Volunteers Make Positive Changes
A small toddler is found living is squalor after a parent is arrested on drug charges. The child has not be bathed, fed or looked in on for several days. Two preteen siblings are reported by a concerned teacher to authorities because they arrive in school haggard in appearance and have bruising visible on their bodies. Police investigate and find that both are living with a parent who is physically abusing them daily. These sound like a stories on the news in a large city or urban area, but they are not — they are children East Texans see every day.
Drivers stopped at the corner of East Fifth and Donnybrook may never look to the left and notice the small orange brick building with the white columns that silently house one of the hardest working non-profit organizations in any county. This is the home of Court Appointed Special Advocates for Children of East Texas (CASA).

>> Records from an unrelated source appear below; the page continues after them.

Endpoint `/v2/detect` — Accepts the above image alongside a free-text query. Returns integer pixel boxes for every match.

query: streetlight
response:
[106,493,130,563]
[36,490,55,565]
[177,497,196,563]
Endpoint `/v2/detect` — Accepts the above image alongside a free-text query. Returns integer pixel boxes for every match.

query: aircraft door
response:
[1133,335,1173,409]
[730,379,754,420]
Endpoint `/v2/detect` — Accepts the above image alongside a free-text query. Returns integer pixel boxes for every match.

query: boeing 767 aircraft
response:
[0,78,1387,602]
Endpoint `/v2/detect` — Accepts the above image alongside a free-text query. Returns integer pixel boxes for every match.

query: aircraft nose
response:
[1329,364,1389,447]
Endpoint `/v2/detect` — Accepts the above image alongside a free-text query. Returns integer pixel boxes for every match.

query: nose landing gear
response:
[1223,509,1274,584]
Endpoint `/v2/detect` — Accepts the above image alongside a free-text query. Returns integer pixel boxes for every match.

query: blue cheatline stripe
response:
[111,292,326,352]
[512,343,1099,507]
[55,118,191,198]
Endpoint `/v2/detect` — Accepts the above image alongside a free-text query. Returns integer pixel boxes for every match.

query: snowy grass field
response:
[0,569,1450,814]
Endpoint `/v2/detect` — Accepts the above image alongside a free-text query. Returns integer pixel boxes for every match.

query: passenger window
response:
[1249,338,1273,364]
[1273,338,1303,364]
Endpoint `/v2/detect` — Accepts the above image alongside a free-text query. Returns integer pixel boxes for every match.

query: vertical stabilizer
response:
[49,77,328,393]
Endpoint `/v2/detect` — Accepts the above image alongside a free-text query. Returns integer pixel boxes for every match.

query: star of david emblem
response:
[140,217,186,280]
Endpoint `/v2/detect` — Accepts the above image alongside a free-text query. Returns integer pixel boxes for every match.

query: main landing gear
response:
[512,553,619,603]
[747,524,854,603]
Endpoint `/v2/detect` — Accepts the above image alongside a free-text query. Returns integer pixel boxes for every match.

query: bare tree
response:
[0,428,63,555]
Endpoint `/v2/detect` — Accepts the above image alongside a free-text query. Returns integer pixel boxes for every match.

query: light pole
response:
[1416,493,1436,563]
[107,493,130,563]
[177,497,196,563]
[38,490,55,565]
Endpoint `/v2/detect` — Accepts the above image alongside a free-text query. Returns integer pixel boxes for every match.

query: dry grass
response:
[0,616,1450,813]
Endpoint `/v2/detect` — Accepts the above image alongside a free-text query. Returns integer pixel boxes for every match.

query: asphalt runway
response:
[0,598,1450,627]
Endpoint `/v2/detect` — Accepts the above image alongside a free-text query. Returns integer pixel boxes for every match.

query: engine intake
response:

CASA has served Smith, Wood and Van Zandt counties since 1990 as a voice for children removed from their homes and placed in foster care or are orphaned due to neglect or violence. It is a purely volunteer service. There are no paid representatives and the CASA advocates do not work for the courts, lawyers, families or Child Protective Services (CPS). They work whole-heartedly for and with the children in these cases.
“We are a unique fill for the gap for a child who has no home,” said Kimberly Abeldt, board chairperson and CASA advocate.
Serving three of the largest counties in East Texas with a caseload of more than 525 children in these three counties in the first six months of 2013 is the scope of the work lovingly accepted by CASA. The magnitude is illustrated when Katherine Elliot the Community Outreach Coordinator for CASA says “all of those cases have or are being handled by just 135 volunteers.”
These volunteers travel far and wide to make sure that every victimized child they can help has a voice. Sadly there are not enough CASA advocates and some cases must be turned away.
“CASA is there just for that one child at that moment,” she said. “Each advocate looks out for not only what is best for the future, but what is best for right now for the child.”
Volunteers do not take this lightly.
Elliot and her husband needed a CASA advocate almost 12 years ago with their adopted son. That CASA advocate fought with them for their son. After being helped so greatly, the Elliots began to work with fundraising for CASA and became advocates themselves. Now, for the past six years, Katherine has been a full-time coordinator for the group.
Both Abeldt and Elliot know and have experienced the power of this group. They have watched families repaired, children pulled from horrible circumstances that grow and thrive, dreams of forever homes and families realized in hours of adoption proceedings and even seen advocates be the loving arms that hold a child when no one will as they take their last breath.
“This is a hard role, but our volunteers give so much of themselves for these kids. They have no fear,” Abedlt said.
For the first time in its history the East Texas CASA had to report in the last year that in the cases they served seven of the children were witness to or involved in a circumstance or event involving homicide.
CASA advocates serve as the neutral ground in a victim’s life. They speak to the judge on behalf of the child, but they may do so much more such as meeting with their teacher when school issues need to be addressed, taking them to a doctor when health is a concern, seeing counselors when a young mind and spirit need release, seeing lawyers when courts issues arise, visiting family when connection and updates must be reported and most importantly, they talk with the child. They listen to the dreams, hopes, fears, needs and wishes that child is dreaming, no matter if it is a forever family or an ice cream on a warm afternoon.
One advocate listened so closely that they knew that an extended family member with a home too small to keep a child who was abandoned, was the right solution and home for a child caught up in a tragedy. The CASA, court and community of East Texas worked together to make sure room was added on that home so a child could stay safe, loved and with family. All the work, building and man hours were done for free and a child’s life was made whole again.
CASA operates on donations from grants and its annual Justice is Served fundraiser. They are not government funded. East Texans serving jury duty in their service counties can elect to have their jury pay donated to CASA.
“That is a huge help to keep us going,” Abedlt said.
Monetary donations are not CASA’s greatest need. They need advocates, especially in Wood and Van Zandt Counties.
These volunteers make sure that every victimized child they can help has a voice, but there are not enough CASA advocates and some cases must be turned away.
“Our greatest need is for advocate volunteers in Wood and Van Zandt counties,” Elliot said, noting that each of these counties has fewer than 10 volunteers living in that assigned district.
The commitment is asked for at least one year and is a very extensive application with criminal background checks and the interview process. Once accepted, volunteers must go through 32 hours of both online and group training, conduct court observations, and be sworn in by a standing judge. Anyone interested in becoming a CASA advocate and who has a flexible schedule to become a driving force for change in a child’s life they should call Katherine Elliot at 903.597.7725.
“These children are gifts to all of us and this is never a burden.” Elliot said.